It is very exciting to hear another positive story about vaccine trial results – a good vaccine is the most likely way of ending the pandemic.
Last week, interim results from Pfizer suggested its vaccine reduces cases of Covid-19 with 90% efficacy. Now Moderna has gone one better, with interim results showing nearly 95% efficacy for its vaccine – with hints that it may protect against severe disease. Neither has reported any serious safety concerns and have tested their vaccines in tens of thousands of participants.
With so many Covid-19 vaccines in development, more results are likely to follow in the coming months. Their headline figures may, like these, be very impressive, but it is necessary to dig deeper to find out exactly what any new results mean.
With that in mind, here are six questions to ask about any new vaccine trial result.
1. Does this mean the vaccine is safe?
Almost certainly yes if it has successfully passed through a phase 3 trial with thousands of participants. Vaccines do not get this far if there are any major doubts about safety.
Historically, pharmaceutical companies have been able to suppress negative results, but it is now legally required for all trials to post their results so that other scientists can review them. As a consequence, the sector is generally far more trusted than it used to be, although we should still be cautious if only interim results are being reported.

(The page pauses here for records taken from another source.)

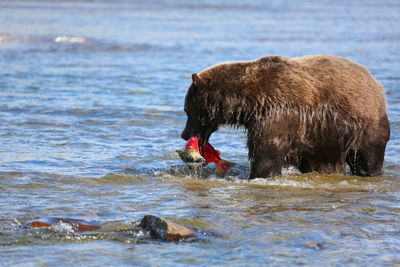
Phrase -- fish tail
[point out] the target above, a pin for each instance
(223, 166)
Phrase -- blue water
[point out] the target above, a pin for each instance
(89, 127)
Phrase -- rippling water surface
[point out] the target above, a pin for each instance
(89, 127)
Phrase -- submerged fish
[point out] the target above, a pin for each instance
(190, 155)
(195, 157)
(212, 155)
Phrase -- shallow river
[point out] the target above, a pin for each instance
(89, 126)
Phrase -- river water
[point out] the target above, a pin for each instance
(91, 107)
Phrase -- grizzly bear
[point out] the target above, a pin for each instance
(316, 113)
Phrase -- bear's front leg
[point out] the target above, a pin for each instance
(265, 161)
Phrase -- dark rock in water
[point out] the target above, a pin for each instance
(165, 230)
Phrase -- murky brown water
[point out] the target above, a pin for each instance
(89, 128)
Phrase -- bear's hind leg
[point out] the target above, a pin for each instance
(367, 160)
(265, 161)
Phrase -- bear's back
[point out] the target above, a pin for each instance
(309, 81)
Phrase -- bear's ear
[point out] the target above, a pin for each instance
(197, 81)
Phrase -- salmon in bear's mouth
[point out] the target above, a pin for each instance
(195, 157)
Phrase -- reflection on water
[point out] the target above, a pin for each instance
(91, 101)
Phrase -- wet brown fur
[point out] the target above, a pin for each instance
(314, 112)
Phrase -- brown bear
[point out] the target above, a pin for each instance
(314, 112)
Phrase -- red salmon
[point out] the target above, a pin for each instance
(212, 155)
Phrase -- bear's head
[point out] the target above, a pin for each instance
(201, 107)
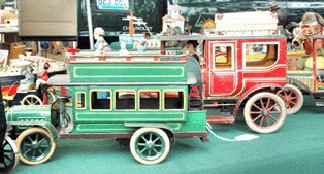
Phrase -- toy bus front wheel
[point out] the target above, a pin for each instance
(150, 145)
(36, 146)
(11, 156)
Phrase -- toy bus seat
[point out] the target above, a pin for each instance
(269, 59)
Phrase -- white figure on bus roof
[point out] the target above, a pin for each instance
(123, 51)
(101, 45)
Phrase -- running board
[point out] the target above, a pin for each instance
(320, 104)
(218, 119)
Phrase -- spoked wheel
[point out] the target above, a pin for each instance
(50, 98)
(292, 97)
(150, 145)
(265, 113)
(31, 100)
(36, 146)
(11, 156)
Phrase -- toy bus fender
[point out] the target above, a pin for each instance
(162, 126)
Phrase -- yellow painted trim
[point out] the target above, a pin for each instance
(135, 98)
(169, 67)
(139, 97)
(100, 109)
(184, 100)
(128, 118)
(85, 100)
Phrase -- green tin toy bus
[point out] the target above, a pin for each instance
(142, 101)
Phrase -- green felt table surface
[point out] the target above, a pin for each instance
(298, 147)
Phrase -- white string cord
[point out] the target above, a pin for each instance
(244, 137)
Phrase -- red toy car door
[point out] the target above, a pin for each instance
(222, 69)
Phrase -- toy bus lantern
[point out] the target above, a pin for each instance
(142, 101)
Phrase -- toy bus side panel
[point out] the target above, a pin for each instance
(89, 120)
(274, 74)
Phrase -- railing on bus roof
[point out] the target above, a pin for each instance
(214, 32)
(109, 59)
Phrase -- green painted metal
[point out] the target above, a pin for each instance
(87, 120)
(29, 115)
(51, 129)
(155, 125)
(149, 146)
(196, 122)
(35, 146)
(141, 72)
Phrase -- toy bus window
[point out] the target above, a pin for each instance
(101, 100)
(261, 55)
(223, 57)
(173, 100)
(80, 100)
(149, 100)
(125, 100)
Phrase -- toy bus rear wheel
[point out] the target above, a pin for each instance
(150, 145)
(36, 146)
(292, 97)
(265, 113)
(11, 156)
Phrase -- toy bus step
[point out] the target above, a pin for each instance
(217, 105)
(320, 104)
(219, 119)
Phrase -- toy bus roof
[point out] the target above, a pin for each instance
(65, 80)
(204, 37)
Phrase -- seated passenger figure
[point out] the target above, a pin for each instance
(29, 79)
(101, 45)
(43, 76)
(312, 24)
(123, 51)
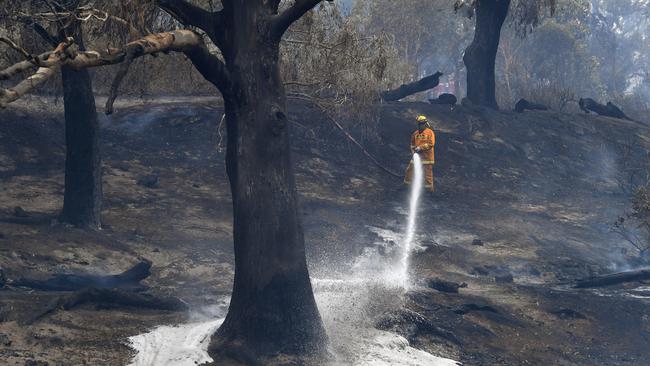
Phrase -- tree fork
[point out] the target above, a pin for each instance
(480, 56)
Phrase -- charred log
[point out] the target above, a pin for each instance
(610, 110)
(523, 105)
(71, 282)
(613, 279)
(444, 98)
(426, 83)
(110, 298)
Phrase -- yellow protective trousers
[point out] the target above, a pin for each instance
(428, 175)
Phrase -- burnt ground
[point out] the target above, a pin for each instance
(539, 190)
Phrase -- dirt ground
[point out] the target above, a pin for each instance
(539, 190)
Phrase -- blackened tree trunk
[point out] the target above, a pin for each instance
(83, 179)
(480, 56)
(272, 308)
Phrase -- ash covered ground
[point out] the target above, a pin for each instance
(539, 190)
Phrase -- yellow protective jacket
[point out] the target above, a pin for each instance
(425, 140)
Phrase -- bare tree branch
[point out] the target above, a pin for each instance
(210, 67)
(280, 23)
(185, 41)
(13, 45)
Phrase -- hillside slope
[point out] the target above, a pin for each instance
(540, 190)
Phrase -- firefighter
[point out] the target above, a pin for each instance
(422, 142)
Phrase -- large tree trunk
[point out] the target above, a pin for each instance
(272, 308)
(480, 56)
(83, 179)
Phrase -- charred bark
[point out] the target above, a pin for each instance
(480, 56)
(426, 83)
(272, 309)
(71, 282)
(613, 279)
(82, 197)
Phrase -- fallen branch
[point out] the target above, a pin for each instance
(70, 282)
(613, 279)
(110, 298)
(48, 63)
(352, 139)
(405, 90)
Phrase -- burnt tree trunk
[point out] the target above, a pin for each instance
(272, 308)
(480, 56)
(426, 83)
(83, 179)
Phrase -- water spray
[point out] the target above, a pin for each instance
(416, 190)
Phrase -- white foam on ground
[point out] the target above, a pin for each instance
(388, 349)
(180, 345)
(416, 190)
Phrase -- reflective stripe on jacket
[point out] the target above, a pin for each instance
(425, 140)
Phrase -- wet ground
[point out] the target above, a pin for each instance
(538, 190)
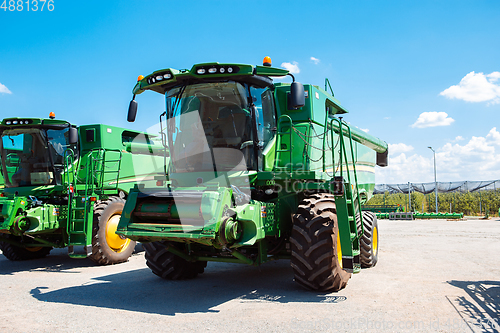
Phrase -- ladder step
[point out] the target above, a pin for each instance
(77, 232)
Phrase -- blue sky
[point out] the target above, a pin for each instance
(413, 73)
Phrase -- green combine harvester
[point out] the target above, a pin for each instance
(66, 186)
(258, 171)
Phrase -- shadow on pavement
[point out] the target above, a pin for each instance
(482, 308)
(140, 290)
(57, 261)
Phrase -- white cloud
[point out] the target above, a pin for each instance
(292, 67)
(476, 87)
(494, 136)
(4, 89)
(477, 159)
(399, 148)
(315, 60)
(432, 119)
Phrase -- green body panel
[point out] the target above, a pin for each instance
(107, 161)
(246, 216)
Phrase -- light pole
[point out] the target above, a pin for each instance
(435, 178)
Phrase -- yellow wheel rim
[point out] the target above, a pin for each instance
(34, 249)
(115, 242)
(339, 250)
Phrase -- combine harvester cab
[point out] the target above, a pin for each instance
(258, 171)
(65, 186)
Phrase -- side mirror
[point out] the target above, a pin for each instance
(12, 160)
(73, 136)
(297, 97)
(132, 111)
(382, 158)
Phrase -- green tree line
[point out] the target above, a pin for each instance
(469, 203)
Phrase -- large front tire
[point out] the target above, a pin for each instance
(169, 266)
(17, 253)
(315, 243)
(369, 240)
(108, 247)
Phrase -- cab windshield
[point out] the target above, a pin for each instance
(33, 156)
(219, 126)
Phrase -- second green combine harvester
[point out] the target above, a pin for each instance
(258, 171)
(65, 186)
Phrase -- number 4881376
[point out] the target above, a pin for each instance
(29, 5)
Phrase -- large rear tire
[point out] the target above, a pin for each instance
(369, 240)
(108, 247)
(315, 243)
(17, 253)
(169, 266)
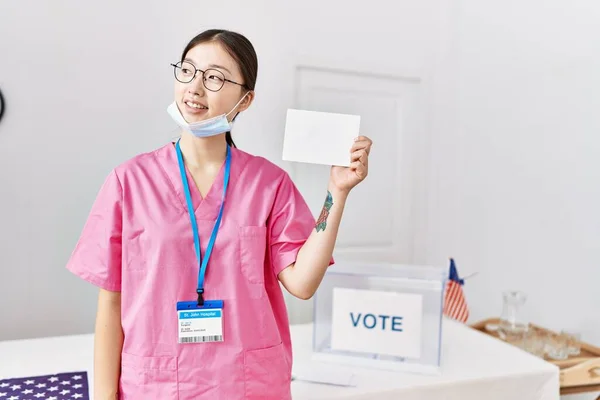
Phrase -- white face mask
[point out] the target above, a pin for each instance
(205, 128)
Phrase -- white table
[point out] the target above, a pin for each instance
(474, 367)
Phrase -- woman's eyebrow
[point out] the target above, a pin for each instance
(219, 66)
(209, 66)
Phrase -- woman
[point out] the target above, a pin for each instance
(188, 245)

Some people are concerned that Covid-19 vaccines have been produced with unprecedented speed. However, the vast majority are based on platform technologies with excellent safety profiles. There are a few newer technologies being used, but the clinical trial and regulatory process is extremely rigorous and will pick up the majority of potential complications fairly early on in development.
Of course, it is still difficult to know yet about long-term side-effects, but these are rare for vaccines, and any risk is normally significantly lower than the risks from getting the disease being vaccinated against.

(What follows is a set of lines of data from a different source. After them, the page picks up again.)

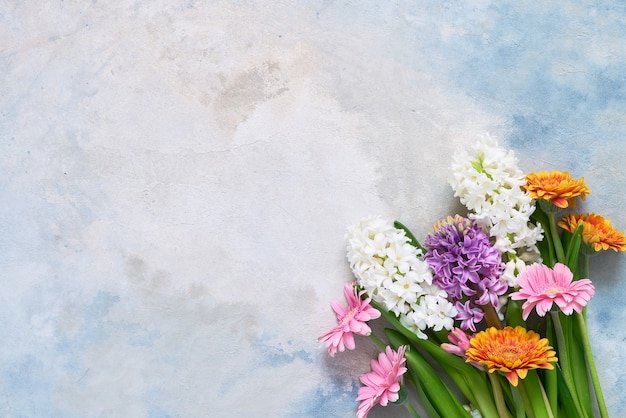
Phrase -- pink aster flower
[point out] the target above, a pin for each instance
(383, 382)
(459, 344)
(350, 321)
(540, 286)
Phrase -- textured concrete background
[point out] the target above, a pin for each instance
(176, 178)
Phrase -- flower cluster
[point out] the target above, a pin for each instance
(490, 298)
(490, 184)
(394, 275)
(466, 265)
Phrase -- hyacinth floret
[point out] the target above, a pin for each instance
(393, 273)
(466, 265)
(490, 184)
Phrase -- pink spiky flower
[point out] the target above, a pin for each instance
(541, 286)
(382, 384)
(350, 321)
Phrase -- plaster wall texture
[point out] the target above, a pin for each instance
(176, 179)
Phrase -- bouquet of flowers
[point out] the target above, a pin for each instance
(486, 317)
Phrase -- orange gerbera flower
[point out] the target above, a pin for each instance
(598, 233)
(512, 351)
(556, 187)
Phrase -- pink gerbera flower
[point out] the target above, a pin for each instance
(541, 286)
(383, 382)
(350, 321)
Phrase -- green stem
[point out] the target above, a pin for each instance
(564, 359)
(499, 396)
(558, 246)
(585, 267)
(528, 406)
(411, 410)
(491, 316)
(582, 326)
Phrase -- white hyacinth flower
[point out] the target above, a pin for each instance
(488, 182)
(394, 275)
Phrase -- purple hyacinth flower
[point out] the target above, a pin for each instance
(465, 263)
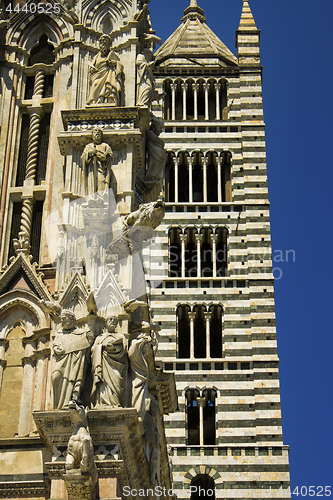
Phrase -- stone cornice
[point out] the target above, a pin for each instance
(31, 70)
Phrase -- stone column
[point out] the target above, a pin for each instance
(201, 403)
(204, 164)
(3, 343)
(191, 316)
(182, 238)
(173, 87)
(206, 89)
(176, 164)
(39, 83)
(217, 87)
(190, 179)
(195, 87)
(208, 318)
(198, 238)
(184, 89)
(219, 180)
(213, 238)
(35, 118)
(41, 355)
(27, 387)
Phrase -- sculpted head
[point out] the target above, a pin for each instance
(97, 135)
(111, 323)
(105, 44)
(149, 56)
(68, 319)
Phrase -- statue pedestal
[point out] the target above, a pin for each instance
(118, 451)
(79, 486)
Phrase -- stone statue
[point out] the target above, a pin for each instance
(109, 366)
(70, 353)
(156, 152)
(148, 215)
(80, 450)
(97, 159)
(138, 354)
(105, 75)
(145, 79)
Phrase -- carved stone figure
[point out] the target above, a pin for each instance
(146, 81)
(80, 450)
(109, 365)
(138, 354)
(105, 75)
(97, 159)
(156, 152)
(148, 214)
(70, 352)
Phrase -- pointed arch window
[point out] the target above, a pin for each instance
(12, 383)
(201, 417)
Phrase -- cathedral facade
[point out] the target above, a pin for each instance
(138, 353)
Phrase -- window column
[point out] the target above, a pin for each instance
(3, 343)
(201, 403)
(219, 180)
(176, 164)
(206, 89)
(191, 316)
(27, 387)
(204, 164)
(190, 178)
(173, 87)
(208, 317)
(213, 238)
(184, 89)
(217, 90)
(195, 87)
(182, 238)
(198, 238)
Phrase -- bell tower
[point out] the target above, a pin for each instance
(215, 305)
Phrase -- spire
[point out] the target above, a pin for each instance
(193, 8)
(247, 21)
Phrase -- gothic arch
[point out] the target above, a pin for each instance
(203, 469)
(25, 300)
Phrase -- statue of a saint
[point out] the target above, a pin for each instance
(71, 353)
(105, 75)
(156, 152)
(146, 81)
(109, 366)
(97, 159)
(138, 354)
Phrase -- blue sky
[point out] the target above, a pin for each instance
(296, 52)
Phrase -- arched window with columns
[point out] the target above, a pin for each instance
(201, 417)
(11, 380)
(24, 361)
(193, 418)
(199, 331)
(209, 418)
(184, 331)
(194, 254)
(206, 253)
(198, 177)
(175, 260)
(196, 99)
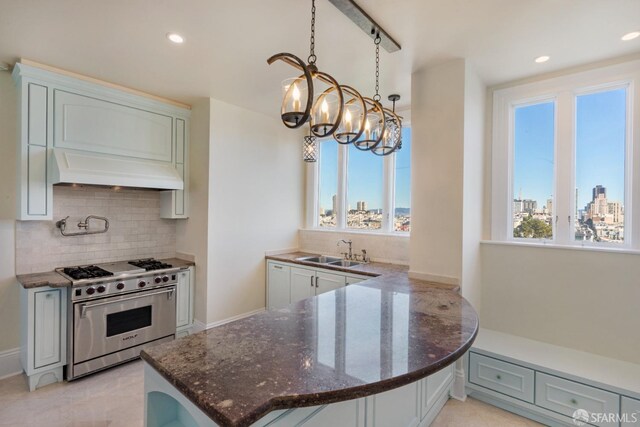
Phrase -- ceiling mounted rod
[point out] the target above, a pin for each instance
(366, 23)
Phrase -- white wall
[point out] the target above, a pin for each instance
(437, 104)
(574, 298)
(381, 248)
(473, 177)
(9, 290)
(192, 234)
(256, 204)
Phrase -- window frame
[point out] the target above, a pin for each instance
(565, 90)
(388, 194)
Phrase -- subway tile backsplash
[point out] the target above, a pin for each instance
(135, 230)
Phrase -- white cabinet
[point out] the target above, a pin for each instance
(288, 283)
(303, 283)
(278, 285)
(43, 334)
(184, 301)
(81, 119)
(34, 197)
(326, 282)
(629, 412)
(175, 204)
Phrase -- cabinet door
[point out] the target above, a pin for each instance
(399, 407)
(183, 299)
(278, 285)
(47, 331)
(328, 282)
(302, 284)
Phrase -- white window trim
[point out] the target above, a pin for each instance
(564, 90)
(388, 195)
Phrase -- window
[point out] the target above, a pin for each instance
(402, 193)
(357, 190)
(534, 142)
(328, 183)
(600, 153)
(364, 189)
(563, 160)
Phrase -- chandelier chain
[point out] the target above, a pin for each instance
(377, 40)
(312, 55)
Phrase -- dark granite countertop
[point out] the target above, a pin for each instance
(349, 343)
(55, 280)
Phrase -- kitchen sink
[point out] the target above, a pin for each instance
(323, 259)
(346, 263)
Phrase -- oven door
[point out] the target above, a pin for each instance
(115, 323)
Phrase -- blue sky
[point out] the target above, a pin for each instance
(600, 145)
(364, 175)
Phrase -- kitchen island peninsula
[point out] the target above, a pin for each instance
(375, 353)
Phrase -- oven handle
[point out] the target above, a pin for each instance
(85, 307)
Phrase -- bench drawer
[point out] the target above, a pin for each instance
(503, 377)
(630, 412)
(565, 397)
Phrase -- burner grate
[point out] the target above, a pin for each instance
(150, 264)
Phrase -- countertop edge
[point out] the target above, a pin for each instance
(325, 398)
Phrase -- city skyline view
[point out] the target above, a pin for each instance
(600, 143)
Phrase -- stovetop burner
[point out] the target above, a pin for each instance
(88, 272)
(150, 264)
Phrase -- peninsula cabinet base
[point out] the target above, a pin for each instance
(414, 405)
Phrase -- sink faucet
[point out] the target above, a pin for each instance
(348, 242)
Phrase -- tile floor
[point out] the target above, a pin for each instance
(115, 398)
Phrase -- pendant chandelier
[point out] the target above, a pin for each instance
(334, 110)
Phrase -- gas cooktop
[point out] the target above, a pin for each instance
(150, 264)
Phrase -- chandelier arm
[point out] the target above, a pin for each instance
(300, 65)
(334, 86)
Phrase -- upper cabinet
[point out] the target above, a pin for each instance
(73, 130)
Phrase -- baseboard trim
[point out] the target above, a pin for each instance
(447, 280)
(10, 363)
(201, 326)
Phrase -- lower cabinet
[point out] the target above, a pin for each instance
(185, 291)
(288, 283)
(43, 334)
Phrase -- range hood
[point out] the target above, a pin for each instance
(81, 167)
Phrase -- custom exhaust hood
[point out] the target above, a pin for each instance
(82, 167)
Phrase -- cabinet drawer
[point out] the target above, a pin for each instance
(565, 397)
(630, 412)
(503, 377)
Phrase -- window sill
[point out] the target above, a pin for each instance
(587, 248)
(357, 232)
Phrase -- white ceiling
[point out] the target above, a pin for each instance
(227, 43)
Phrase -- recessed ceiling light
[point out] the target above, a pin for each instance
(176, 38)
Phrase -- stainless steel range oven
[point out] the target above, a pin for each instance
(116, 314)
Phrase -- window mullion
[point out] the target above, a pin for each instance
(341, 202)
(564, 198)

2. Do the figures reflect what the trial was designed to measure?
Trials often measure many things, but there is always a single primary research question or objective that a trial has been designed to answer.
Trials will also have several secondary research questions, but answering these is not considered a mark of success. If you test enough different objectives, a few will always be met due to blind chance. Misrepresenting trial data in this way is a form of research misconduct called p-hacking. You can find out the primary and secondary objectives of any trial by checking a clinical trial registry.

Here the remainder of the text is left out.